José Bonifácio destacava que a nova Capital criaria, em curto prazo, "um giro de comércio interno da maior magnitude" e Varnhagem afirmava que a Capital no interior "seria mais adequada a civilizar todo o sertão e a desenvolver suas latentes riquezas, bem como o comércio das províncias entre si''. Quando, por fim, a nova Capital foi construída no coração do Brasil e a mudança do governo se fez, o mundo era outro e o Presidente Kubitschek resumiu assim os objetivos da nacionalidade com a concretização do seu sonho secular: "Brasília representa a conquista do que tem sido nosso apenas no mapa. Dos oito milhões e quinhentos mil quilômetros quadrados do território nacional, permanecem despovoados nada menos que seis milhões". O mundo atravessara estranho período, enveredando por desvios que o levariam ao confronto sangrento das armas na segunda guerra mundial. Na Alemanha surgira a teoria do "espaço vital", de Karl Haussofer, que buscava legitimar o avanço dos países superpovoados sobre as áreas sem uso das nações de baixa densidade demográfica.

Na França Paul Reynaud, que viria a chefiar o governo do país, sugerira (1935) a criação de um novo Estado, no planalto central brasileiro (desabitado e entregue à própria sorte), para abrigar os excedentes populacionais do mundo. Mesmo depois da guerra, em plena Organização das Nações Unidas, ainda se ouviriam vozes propondo soluções com fundamentos semelhantes. Fazia-se, assim, urgente, a ocupação dos espaços vazios do interior brasileiro, se quiséssemos prevenir problemas futuros. E foi essa a razão fundamental da transferência da sede do Govemo. É evidente que fatores de ordem geográfica, econômica, política e social impuseram-se à consideração do Presidente Juscelino quando se decidiu não esperar mais e levar a Capital brasileira do litoral para o interior. Geograficamente a localização do Rio de Janeiro apresentava-se excêntrica e periférica, com todos os inconvenientes dessas circunstâncias.

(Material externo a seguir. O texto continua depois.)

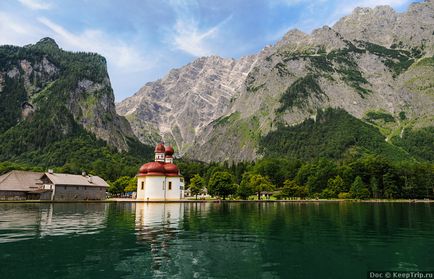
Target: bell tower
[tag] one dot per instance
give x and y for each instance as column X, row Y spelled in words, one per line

O Rio revelava-se, por isso, incapaz de transmitir por igual, a todos os recantos do país, a influência e os benefícios da ação político-administrativa do governo. Do ponto de vista econômico o Brasil encontrava-se dividido em duas partes distintas, desproporcionadas, num desequilíbrio que só tendia a se acentuar: ao lado da mais avançada expansão industrial, implantada na faixa litorânea do centro-sul, superpovoada, coexistia o estágio mais rudimentar da exploração agrícola dos sertões, com sua população desagregada em núcleos esparsos, quase sem meios de subsistência e sem assistência de qualquer espécie. As implicações de ordem político-social eram evidentes. A presença do governo federal no planalto goiano produziria, entre outros efeitos, o de apagar a linha demarcatória que separava a precária euforia litorânea da miséria permanente e sem esperanças do interior, distinção que provocava as mais graves repercussões políticas e sociais e apontava o caminho certo para o desastre comum.

A mudança da Capital permitiria, por outro lado, aos homens do governo, a visão do Brasil como um todo e a solução dos problemas nacionais com independência e serenidade. Em síntese: no período colonial apontavam-se razões de segurança para justificar a interiorização da Capital; no Império destacava-se a função civilizadora que teria uma nova Capital no centro geográfico do país; e nos dias em que a transferência se fez, justificava-se como medida, já então inadiável, de integração nacional.